Le Protecteur du citoyen explique que des résidents de la Côte-Nord se sont plaints à son bureau concernant la difficulté d'obtenir un rendez-vous avec un radiologiste afin d'obtenir leur infiltration, ce qui est le cas, notamment, à l'Hôpital de Sept-Îles.

Le CISSS de la Côte-Nord blâmé par le Protecteur du citoyen

Le Protecteur du citoyen blâme le CISSS de la Côte-Nord pour ne pas avoir fait le nécessaire afin de permettre aux personnes en attente d'une infiltration d'anti-inflammatoire de recevoir ce service de proximité dans un délai raisonnable.

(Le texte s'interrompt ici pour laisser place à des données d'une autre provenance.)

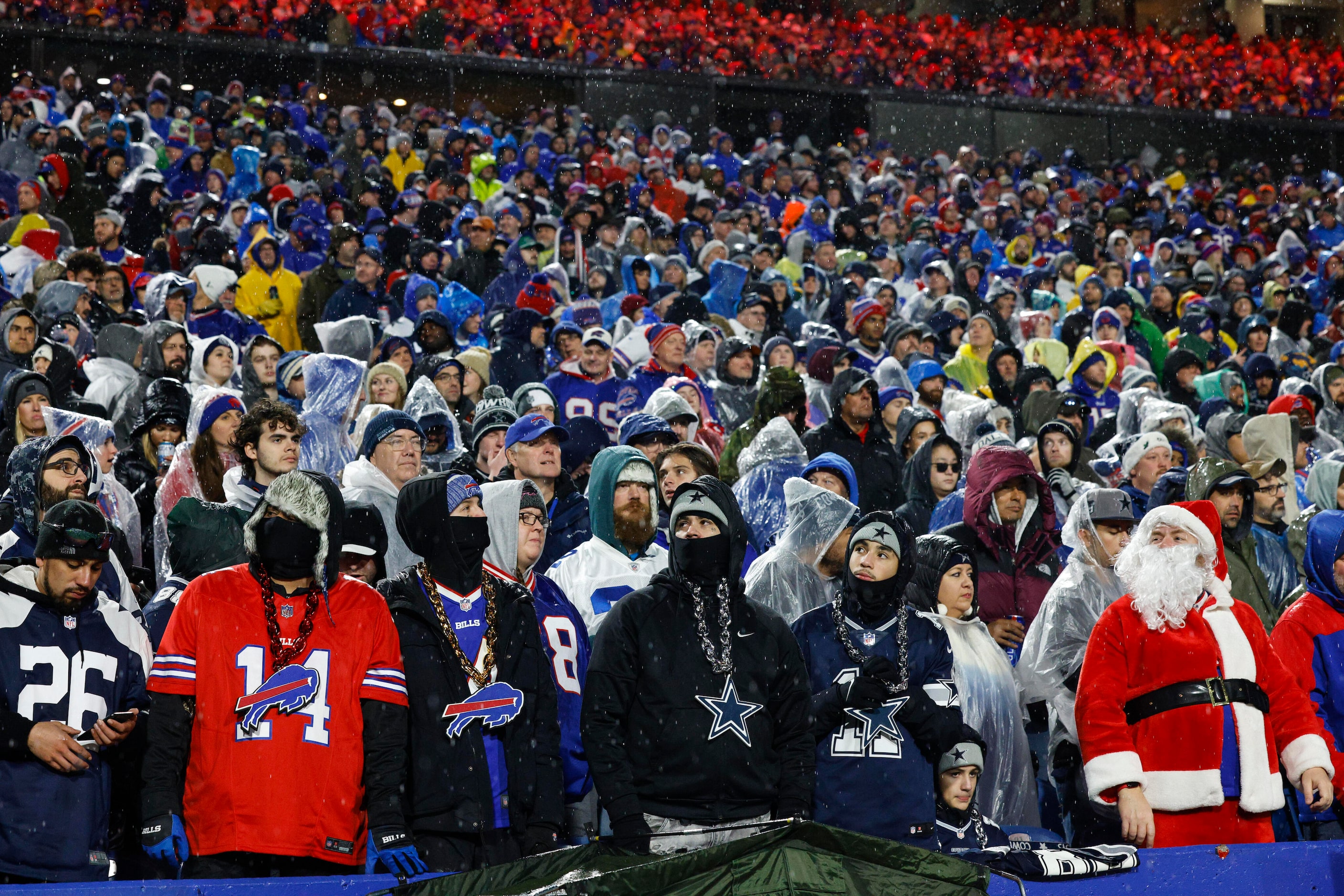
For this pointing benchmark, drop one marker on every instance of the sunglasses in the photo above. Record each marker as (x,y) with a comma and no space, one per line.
(83,538)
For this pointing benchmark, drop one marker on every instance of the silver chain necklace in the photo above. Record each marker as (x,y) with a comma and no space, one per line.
(722,660)
(857,656)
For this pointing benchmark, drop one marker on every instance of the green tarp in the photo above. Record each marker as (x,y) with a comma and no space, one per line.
(798,860)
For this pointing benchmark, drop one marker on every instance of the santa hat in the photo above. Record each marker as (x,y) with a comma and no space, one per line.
(659,332)
(865,309)
(538,295)
(1142,447)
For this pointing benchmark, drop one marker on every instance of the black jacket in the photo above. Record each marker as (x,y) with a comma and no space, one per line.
(877,464)
(475,269)
(646,729)
(448,781)
(920,498)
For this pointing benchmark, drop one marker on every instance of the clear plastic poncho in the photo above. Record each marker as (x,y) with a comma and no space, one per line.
(351,336)
(991,706)
(113,499)
(785,578)
(180,480)
(424,401)
(334,387)
(775,456)
(1058,636)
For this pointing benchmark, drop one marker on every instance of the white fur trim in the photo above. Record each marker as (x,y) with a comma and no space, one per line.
(1308,751)
(1261,790)
(1111,770)
(1183,790)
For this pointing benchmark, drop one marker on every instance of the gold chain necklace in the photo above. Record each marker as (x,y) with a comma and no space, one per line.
(480,676)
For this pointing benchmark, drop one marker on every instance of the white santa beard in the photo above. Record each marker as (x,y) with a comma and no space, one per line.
(1165,583)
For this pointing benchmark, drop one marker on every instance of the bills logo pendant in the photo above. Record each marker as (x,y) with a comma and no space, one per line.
(495,704)
(287,691)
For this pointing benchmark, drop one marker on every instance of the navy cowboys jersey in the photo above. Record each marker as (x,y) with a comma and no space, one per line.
(872,777)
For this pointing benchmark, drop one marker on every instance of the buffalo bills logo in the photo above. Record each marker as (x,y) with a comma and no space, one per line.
(288,691)
(495,704)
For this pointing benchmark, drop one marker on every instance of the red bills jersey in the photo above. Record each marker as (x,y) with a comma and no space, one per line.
(277,761)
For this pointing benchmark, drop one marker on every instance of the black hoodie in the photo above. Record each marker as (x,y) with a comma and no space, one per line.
(448,782)
(651,737)
(1175,391)
(875,461)
(920,498)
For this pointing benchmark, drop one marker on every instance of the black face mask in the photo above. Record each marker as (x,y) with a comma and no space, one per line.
(287,549)
(457,562)
(706,561)
(875,598)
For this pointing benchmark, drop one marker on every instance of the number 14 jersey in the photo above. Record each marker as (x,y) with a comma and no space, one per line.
(277,760)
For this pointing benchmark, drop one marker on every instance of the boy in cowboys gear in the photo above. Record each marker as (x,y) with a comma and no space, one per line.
(289,675)
(698,700)
(485,783)
(885,703)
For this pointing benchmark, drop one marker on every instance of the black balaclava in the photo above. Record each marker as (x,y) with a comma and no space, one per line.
(455,558)
(702,561)
(875,600)
(287,549)
(457,563)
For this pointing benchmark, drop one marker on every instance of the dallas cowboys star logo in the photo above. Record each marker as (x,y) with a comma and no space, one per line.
(880,722)
(730,714)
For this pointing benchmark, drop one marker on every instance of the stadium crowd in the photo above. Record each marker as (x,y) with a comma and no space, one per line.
(1208,69)
(819,483)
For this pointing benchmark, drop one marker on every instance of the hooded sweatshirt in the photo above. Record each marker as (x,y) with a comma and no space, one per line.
(1017,562)
(564,633)
(1249,582)
(920,495)
(602,570)
(666,734)
(1308,638)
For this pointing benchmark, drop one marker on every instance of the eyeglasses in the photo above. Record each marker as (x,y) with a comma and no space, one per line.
(401,442)
(68,468)
(83,538)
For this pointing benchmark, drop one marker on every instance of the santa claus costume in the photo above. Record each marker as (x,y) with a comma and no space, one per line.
(1182,695)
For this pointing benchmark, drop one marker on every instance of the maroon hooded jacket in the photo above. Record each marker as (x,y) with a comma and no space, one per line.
(1014,579)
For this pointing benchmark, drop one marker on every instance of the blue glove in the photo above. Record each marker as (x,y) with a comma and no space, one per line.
(164,839)
(393,847)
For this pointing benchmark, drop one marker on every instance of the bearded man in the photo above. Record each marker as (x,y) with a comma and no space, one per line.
(1183,710)
(621,555)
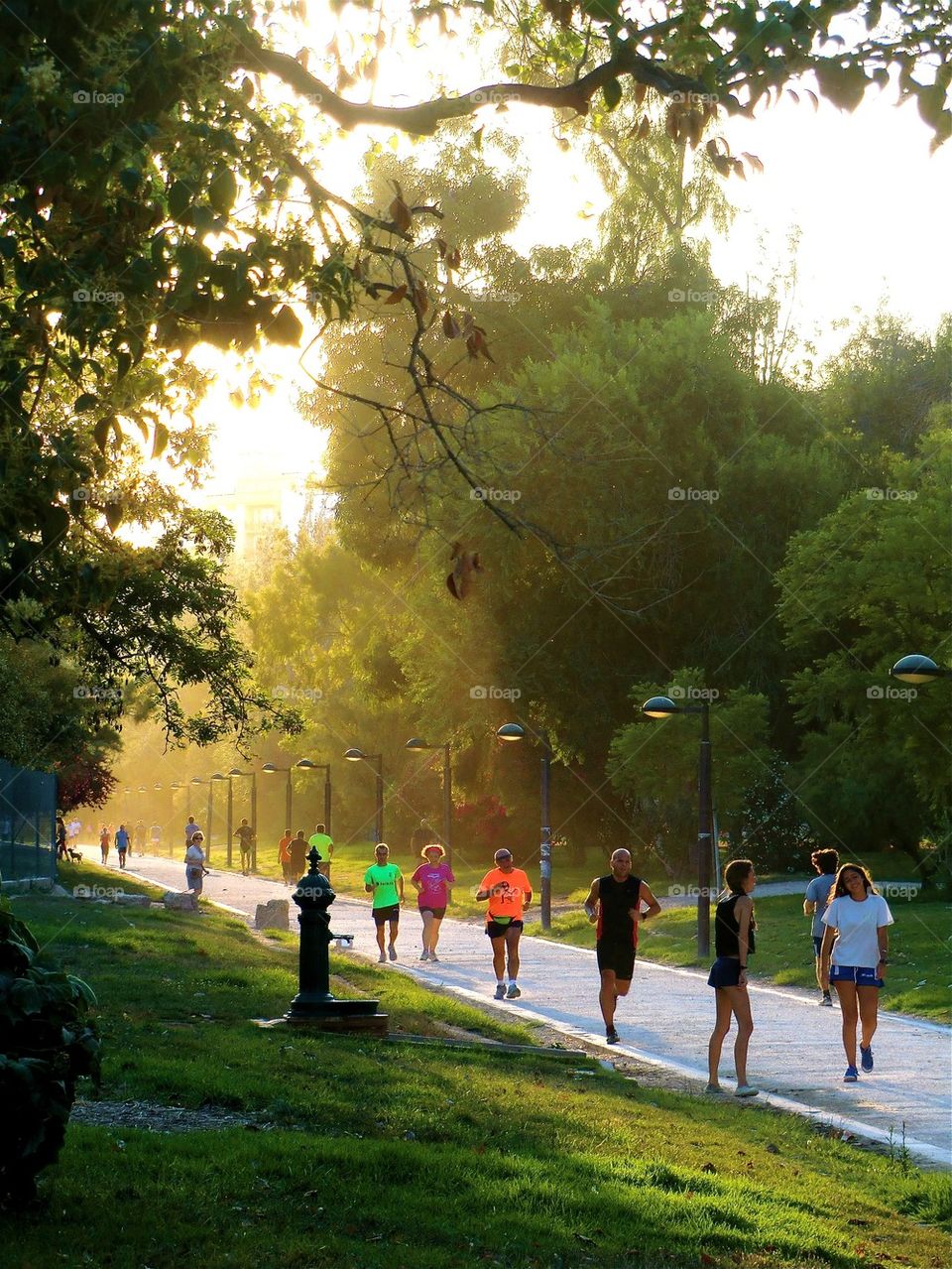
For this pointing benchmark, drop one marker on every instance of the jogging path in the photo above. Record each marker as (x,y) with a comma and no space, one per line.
(796,1056)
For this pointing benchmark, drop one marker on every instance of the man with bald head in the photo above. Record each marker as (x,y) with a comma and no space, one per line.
(614,906)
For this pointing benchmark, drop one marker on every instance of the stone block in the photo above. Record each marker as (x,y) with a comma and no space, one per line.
(180,903)
(272,915)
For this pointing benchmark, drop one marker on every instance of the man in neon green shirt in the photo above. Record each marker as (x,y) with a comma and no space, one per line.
(324,848)
(384,881)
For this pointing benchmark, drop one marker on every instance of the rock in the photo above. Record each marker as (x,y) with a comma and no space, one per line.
(178,903)
(272,915)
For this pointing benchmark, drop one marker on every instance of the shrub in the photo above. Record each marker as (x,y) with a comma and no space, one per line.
(46,1045)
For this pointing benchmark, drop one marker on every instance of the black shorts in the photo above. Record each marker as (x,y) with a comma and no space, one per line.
(616,955)
(499,932)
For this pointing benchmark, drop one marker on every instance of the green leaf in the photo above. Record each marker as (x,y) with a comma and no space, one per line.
(223,190)
(611,91)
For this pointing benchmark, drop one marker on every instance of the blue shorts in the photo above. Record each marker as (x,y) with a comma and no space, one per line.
(857,973)
(725,972)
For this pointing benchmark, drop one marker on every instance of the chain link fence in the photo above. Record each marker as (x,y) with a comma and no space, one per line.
(27,823)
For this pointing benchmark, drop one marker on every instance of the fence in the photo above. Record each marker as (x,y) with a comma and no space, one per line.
(27,823)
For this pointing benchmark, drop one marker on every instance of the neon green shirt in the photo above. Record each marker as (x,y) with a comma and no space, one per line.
(383,878)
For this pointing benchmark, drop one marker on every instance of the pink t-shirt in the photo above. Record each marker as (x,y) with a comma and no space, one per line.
(435,881)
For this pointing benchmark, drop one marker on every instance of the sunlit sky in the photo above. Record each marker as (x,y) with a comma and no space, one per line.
(869,198)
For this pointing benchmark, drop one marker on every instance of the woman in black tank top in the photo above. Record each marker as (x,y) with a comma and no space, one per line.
(733,943)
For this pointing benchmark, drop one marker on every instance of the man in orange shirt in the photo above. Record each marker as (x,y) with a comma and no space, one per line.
(510,892)
(284,858)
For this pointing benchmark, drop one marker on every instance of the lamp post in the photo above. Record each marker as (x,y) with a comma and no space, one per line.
(230,777)
(212,781)
(358,755)
(514,731)
(417,745)
(661,707)
(918,669)
(303,764)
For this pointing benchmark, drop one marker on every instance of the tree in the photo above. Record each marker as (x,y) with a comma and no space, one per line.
(859,590)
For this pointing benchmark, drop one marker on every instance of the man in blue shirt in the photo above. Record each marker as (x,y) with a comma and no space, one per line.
(825,862)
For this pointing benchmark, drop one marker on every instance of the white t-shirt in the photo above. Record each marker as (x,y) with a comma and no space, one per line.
(857,924)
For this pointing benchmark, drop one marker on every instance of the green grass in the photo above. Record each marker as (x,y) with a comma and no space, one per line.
(382,1155)
(920,949)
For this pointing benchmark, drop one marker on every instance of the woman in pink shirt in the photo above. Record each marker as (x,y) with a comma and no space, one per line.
(432,881)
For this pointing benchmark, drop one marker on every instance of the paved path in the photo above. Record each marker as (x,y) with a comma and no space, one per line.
(796,1056)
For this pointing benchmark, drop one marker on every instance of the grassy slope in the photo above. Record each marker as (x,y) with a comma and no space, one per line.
(920,969)
(391,1155)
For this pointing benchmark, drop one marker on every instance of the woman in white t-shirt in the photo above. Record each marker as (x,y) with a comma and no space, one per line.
(853,957)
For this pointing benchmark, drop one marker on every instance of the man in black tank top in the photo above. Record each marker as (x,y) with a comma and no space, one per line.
(614,906)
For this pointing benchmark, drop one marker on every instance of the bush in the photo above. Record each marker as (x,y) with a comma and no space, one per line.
(46,1045)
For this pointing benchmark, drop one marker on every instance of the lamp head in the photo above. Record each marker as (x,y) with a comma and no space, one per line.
(915,669)
(659,707)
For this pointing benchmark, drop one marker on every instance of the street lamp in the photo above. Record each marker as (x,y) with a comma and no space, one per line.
(514,731)
(918,669)
(230,777)
(416,745)
(210,782)
(661,707)
(303,764)
(358,755)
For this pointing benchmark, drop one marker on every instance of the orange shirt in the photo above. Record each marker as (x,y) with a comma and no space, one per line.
(514,888)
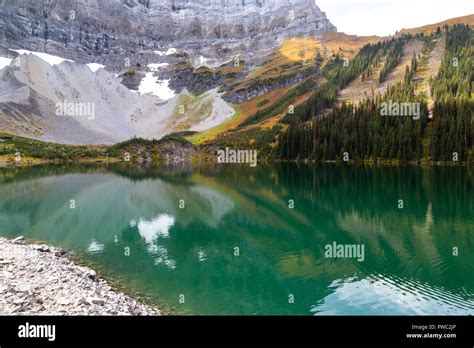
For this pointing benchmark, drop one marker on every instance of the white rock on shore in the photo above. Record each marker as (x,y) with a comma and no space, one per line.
(39,280)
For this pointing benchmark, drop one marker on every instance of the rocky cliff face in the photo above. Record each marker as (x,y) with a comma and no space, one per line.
(143,45)
(107,30)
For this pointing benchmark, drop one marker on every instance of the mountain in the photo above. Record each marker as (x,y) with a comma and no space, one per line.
(148,68)
(111,30)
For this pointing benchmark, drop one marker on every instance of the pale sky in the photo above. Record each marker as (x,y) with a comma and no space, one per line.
(385,17)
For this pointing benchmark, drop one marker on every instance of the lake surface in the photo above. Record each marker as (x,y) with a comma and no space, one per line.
(255,241)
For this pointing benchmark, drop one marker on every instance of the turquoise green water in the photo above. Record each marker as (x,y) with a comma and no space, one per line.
(236,247)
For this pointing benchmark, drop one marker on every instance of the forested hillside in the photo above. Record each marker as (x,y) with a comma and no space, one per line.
(361,132)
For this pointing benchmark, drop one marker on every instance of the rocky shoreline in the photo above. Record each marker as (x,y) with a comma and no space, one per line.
(36,279)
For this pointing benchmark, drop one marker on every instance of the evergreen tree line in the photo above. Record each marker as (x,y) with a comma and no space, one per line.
(359,132)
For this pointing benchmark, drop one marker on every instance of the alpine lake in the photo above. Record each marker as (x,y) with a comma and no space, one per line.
(280,239)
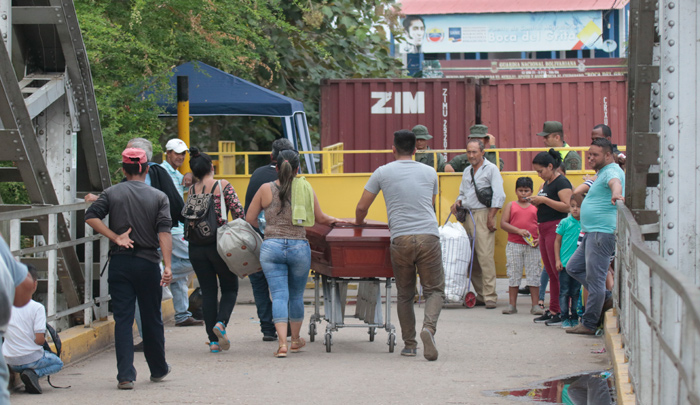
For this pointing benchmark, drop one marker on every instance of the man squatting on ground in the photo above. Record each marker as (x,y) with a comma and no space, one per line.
(409,190)
(139,224)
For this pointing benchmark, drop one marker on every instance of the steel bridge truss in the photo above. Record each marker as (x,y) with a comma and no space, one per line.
(50,126)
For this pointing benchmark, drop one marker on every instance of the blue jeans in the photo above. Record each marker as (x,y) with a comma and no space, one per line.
(286,264)
(569,289)
(261,293)
(181,268)
(544,280)
(589,266)
(47,365)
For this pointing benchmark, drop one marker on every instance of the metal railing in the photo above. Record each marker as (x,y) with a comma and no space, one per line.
(659,320)
(332,157)
(90,306)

Dans un rapport publié mercredi, le Protecteur du citoyen explique que des résidents de la Côte-Nord se sont plaints à son bureau concernant la difficulté d'obtenir un rendez-vous avec un radiologiste afin d'obtenir leur infiltration, qu'ils doivent recevoir aux trois mois dans plusieurs cas. 
«L'Hôpital de Sept-Îles compte quatre radiologistes. Toutefois, depuis la fin de l'été 2016, et minimalement jusqu'en novembre 2017, aucun ne peut procéder à de tels traitements (congés ou formation insuffisante). Quant à l'Hôpital Le Royer de Baie-Comeau, pour les mêmes raisons, un seul radiologiste fait présentement les infiltrations. Ainsi, ce dernier doit traiter l'ensemble des patients et des patientes de la Côte-Nord, de Tadoussac à Blanc-Sablon», rapporte le Protecteur du citoyen.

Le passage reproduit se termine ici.